Not Invalidating token properly

[newkillerbeast2017]

I checked out the package, made no changes, connected to one of my existing databases and tested the following routes:

1. POST - api/auth/login - token got generated
2. DELETE - api/auth/invalidate - token invalidated
3. GET - api/auth/user - expired token yet gets the data properly

Isn't it supposed to say unauthorized?

[krisanalfa]

Hi, thanks for reporting this issue. What HTTP code did you get? Sorry, but I can't reproduce this bug.

[newkillerbeast2017]

Its not an error code. What I meant is, I login a user - a token is generated. I invalidate the user - a token should be blacklisted. I get the user details - still shows data whereas the token was expired earlier and had to be shown an error message. If you still cant get me, try the login, then use the generated token to invalidate. Next, use same token to try get user. It should not give user details but whereas it does.

[newkillerbeast2017]

@krisanalfa were you able to reproduce?

[krisanalfa]

Hi @newkillerbeast2017, can u use this postman collection to reproduce the issue?
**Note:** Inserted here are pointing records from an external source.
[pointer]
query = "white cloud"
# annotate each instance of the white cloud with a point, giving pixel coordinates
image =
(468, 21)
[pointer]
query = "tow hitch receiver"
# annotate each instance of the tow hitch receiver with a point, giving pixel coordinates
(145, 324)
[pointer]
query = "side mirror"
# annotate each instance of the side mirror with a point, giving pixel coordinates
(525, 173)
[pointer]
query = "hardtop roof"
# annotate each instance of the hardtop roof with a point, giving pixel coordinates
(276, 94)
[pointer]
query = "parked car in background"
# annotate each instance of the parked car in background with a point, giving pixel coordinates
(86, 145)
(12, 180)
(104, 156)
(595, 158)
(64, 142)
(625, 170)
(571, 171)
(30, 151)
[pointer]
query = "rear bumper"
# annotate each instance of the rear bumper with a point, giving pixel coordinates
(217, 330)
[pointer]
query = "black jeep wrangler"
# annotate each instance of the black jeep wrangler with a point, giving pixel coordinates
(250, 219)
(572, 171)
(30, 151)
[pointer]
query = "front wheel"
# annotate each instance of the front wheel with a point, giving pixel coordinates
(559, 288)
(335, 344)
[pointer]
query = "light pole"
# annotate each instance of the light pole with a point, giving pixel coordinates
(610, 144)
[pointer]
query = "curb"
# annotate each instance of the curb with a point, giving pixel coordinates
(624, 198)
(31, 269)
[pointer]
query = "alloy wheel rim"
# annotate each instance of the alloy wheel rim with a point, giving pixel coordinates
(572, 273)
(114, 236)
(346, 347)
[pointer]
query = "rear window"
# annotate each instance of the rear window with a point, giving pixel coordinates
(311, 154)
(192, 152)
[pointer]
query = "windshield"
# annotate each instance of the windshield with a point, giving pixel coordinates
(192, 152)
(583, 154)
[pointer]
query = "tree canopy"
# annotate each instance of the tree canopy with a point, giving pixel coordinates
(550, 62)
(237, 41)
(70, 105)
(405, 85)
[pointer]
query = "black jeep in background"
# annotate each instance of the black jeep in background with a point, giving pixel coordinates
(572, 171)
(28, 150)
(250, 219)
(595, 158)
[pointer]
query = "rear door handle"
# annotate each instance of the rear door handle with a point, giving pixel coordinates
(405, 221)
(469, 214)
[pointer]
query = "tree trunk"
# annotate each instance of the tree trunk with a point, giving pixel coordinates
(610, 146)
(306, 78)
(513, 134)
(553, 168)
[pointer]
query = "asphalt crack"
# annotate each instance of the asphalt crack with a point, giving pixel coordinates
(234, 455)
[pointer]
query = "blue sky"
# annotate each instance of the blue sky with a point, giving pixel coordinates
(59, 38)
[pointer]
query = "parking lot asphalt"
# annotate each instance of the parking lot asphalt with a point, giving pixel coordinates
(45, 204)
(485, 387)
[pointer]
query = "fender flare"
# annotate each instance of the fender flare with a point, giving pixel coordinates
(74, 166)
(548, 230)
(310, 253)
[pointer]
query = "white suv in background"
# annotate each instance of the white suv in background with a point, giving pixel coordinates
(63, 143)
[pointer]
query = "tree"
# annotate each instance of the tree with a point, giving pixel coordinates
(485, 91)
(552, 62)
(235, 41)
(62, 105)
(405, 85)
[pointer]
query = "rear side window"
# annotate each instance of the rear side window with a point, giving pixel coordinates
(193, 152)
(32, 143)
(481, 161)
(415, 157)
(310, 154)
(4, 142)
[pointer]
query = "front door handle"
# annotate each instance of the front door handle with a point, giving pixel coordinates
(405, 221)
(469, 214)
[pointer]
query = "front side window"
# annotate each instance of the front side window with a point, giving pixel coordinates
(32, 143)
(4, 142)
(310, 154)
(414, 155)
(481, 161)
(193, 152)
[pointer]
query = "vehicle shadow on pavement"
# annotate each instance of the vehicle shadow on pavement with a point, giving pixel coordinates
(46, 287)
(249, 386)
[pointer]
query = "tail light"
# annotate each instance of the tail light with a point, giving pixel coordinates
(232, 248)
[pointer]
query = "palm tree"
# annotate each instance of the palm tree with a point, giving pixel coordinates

I can't reproduce.

[rbnzdave]

Yeah I also don't have the ability to expire the token. the test for it is only checking for a response of 200, so fine, but check invalid token doesn't have an issue. Running authentication and then running invalidate doesn't affect the ability to view any protected material. It seems then then expire after a "while" when it complains of missing segments until authenticated again.

[TakesTheBiscuit]

I can't reproduce this

[krisanalfa]

Hi @rbnzdave it's been a while. Sorry for late reply. How's your issue status? Have you resolved this? Until now I can't reproduce this issue, so I cannot make any fix or help you.